No. I am not that kid, and she is not that mother.

“I loved him,” she says. “Your father was the kindest, gentlest soul. He was a truly decent person.”

“Dad?” I’ve never heard her speak about him like this. He was always someone who was capable of the worst atrocities. “My father?”

“The man I met. The man I married. But… ah! I think I got this one.” She grunts, getting closer, and digs her finger under a strand. “He was the TA in my Lit class at NYU.”

This bit of family lore involves Dante’s walk through the afterlife.

She says, “And he preferred Purgatory to Heaven, because… hope. And he thought the Inferno was just spite. Actually, he found the whole thing plain spiteful. But that was who he was. He didn’t like nastiness.

He understood why people lied to protect themselves.

That was human. But when someone told the truth to hurt? Or exert power?”

“That pissed him off.”

“Very much.”

“Oh, don’t move,” I say when my fingertip catches a space. “This one’s coming loose.”

She relaxes her arms while keeping her fingers in position over my knots. “For a long time, I figured I’d tell you this, but you were so headstrong. Always insisting you were dragged around against your will. Like you ever did anything you didn’t want to.”

“That’s as loose as it’s getting.
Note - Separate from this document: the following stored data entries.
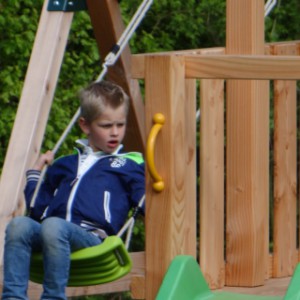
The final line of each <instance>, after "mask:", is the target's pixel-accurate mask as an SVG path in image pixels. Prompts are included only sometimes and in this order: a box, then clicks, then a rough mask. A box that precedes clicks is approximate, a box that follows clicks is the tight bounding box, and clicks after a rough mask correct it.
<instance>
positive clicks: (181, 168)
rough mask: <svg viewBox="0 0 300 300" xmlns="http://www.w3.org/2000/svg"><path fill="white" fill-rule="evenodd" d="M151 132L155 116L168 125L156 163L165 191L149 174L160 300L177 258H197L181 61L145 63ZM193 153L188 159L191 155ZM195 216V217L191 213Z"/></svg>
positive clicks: (156, 282)
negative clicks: (162, 120)
mask: <svg viewBox="0 0 300 300" xmlns="http://www.w3.org/2000/svg"><path fill="white" fill-rule="evenodd" d="M145 66H146V74H145V75H146V76H145V86H146V91H145V95H146V101H145V104H146V111H147V115H146V129H147V132H148V133H149V132H150V129H151V127H152V124H153V122H152V117H153V116H154V114H156V113H162V114H164V115H165V117H166V120H165V124H164V125H163V128H162V130H161V132H160V133H159V135H158V137H157V141H156V149H155V162H156V166H157V171H158V173H159V174H161V176H162V178H163V180H164V182H165V189H164V190H163V191H162V192H160V193H158V192H155V191H153V190H152V188H151V187H152V180H151V179H150V178H149V175H148V172H147V204H146V215H147V218H146V240H147V243H146V299H155V296H156V294H157V291H158V289H159V287H160V285H161V282H162V279H163V276H164V274H165V272H166V270H167V268H168V266H169V264H170V262H171V260H172V259H173V258H174V257H175V256H176V255H178V254H190V255H193V256H195V255H196V235H195V229H194V228H193V226H196V222H195V218H196V209H195V203H196V202H195V201H196V200H195V199H189V198H188V197H189V196H190V192H188V191H189V190H193V189H195V188H196V186H195V182H189V181H188V180H187V179H189V178H190V177H189V176H188V174H189V173H190V172H194V173H195V165H192V164H191V163H190V162H193V161H194V159H193V156H195V155H196V150H195V149H192V148H191V149H190V151H187V149H186V138H185V134H186V132H187V130H188V128H189V127H186V124H188V120H189V121H190V120H191V119H193V120H195V111H194V113H193V114H192V116H191V115H190V112H189V110H185V109H184V106H185V102H186V101H187V100H186V97H185V92H186V83H185V80H184V61H183V59H182V57H176V56H159V57H158V56H156V57H155V56H149V57H147V58H146V62H145ZM188 153H189V156H187V154H188ZM192 211H193V212H194V213H193V214H191V212H192Z"/></svg>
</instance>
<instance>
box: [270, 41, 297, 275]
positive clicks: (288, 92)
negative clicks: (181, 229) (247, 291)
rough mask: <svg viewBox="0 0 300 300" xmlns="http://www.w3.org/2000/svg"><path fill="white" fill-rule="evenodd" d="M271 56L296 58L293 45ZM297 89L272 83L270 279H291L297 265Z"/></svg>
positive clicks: (278, 84)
You can move again.”

“This is better.” She twists her wrists in her binds. “You weren’t stupid.”

“I know.”

“You terrified me.” She sighs. “You never seemed smart enough to do what you were capable of, and I was worried you’d…

I don’t know. Hurt yourself. Anyway. Your father was an adjunct at Columbia.
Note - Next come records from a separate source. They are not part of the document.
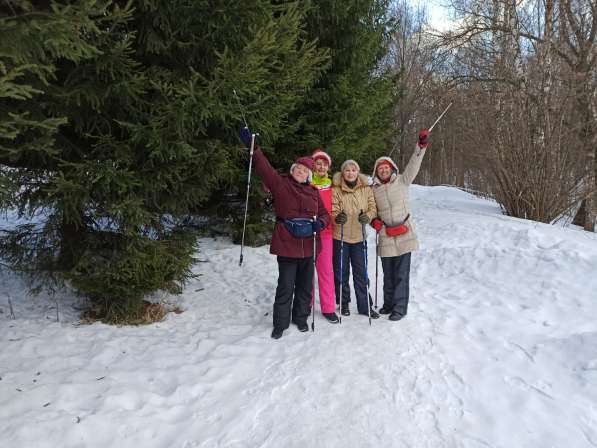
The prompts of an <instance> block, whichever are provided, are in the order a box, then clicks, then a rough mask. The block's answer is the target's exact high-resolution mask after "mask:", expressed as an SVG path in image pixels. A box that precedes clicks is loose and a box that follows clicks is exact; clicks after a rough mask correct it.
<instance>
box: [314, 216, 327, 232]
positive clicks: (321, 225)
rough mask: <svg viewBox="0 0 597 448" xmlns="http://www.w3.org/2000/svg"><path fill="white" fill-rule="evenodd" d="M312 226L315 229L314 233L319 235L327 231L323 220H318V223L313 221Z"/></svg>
mask: <svg viewBox="0 0 597 448" xmlns="http://www.w3.org/2000/svg"><path fill="white" fill-rule="evenodd" d="M311 226H312V227H313V233H319V232H321V231H322V230H323V229H325V224H324V223H323V221H322V220H321V219H318V220H317V221H313V222H312V223H311Z"/></svg>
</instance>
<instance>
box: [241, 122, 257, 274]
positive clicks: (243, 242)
mask: <svg viewBox="0 0 597 448" xmlns="http://www.w3.org/2000/svg"><path fill="white" fill-rule="evenodd" d="M256 135H257V134H251V149H250V151H249V174H248V176H247V195H246V197H245V217H244V219H243V236H242V239H241V242H240V260H239V261H238V265H239V266H242V265H243V249H244V248H245V230H246V228H247V212H248V211H249V191H250V190H251V168H252V167H253V151H254V149H255V136H256Z"/></svg>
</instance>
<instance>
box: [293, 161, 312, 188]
mask: <svg viewBox="0 0 597 448" xmlns="http://www.w3.org/2000/svg"><path fill="white" fill-rule="evenodd" d="M290 174H291V175H292V177H293V178H294V180H296V181H297V182H298V183H299V184H304V183H305V182H306V181H307V178H308V177H309V169H308V168H307V167H306V166H305V165H301V164H300V163H297V164H296V166H295V167H294V169H293V170H292V173H290Z"/></svg>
I was trying to get published. We were young.

It was good. We had everything we needed.

One night, he came home… different. Wild.

I’d say passionate, but it was more… forceful. ”

“Oh, Ma. Did he…?”

“We’re not litigating that right now,” she snaps. “He was different. Then he was different again and again, and he never remembered it. Then I was pregnant, and that was that.”

“That was what?”

“He was back to normal, all the time.”

“I don’t know what any of this means!” I’m nearly in tears from the frustration of the knots and the conversation.

“He was possessed. It was the demon that haunted the Strega.”

“Jesus.” I let my arms go slack. This is the Mom I’ve always known and tried so hard to love. She never changed, she just got better at hiding the paranoia that came between us. “Is this the same demon who was afraid of an herb on the door?”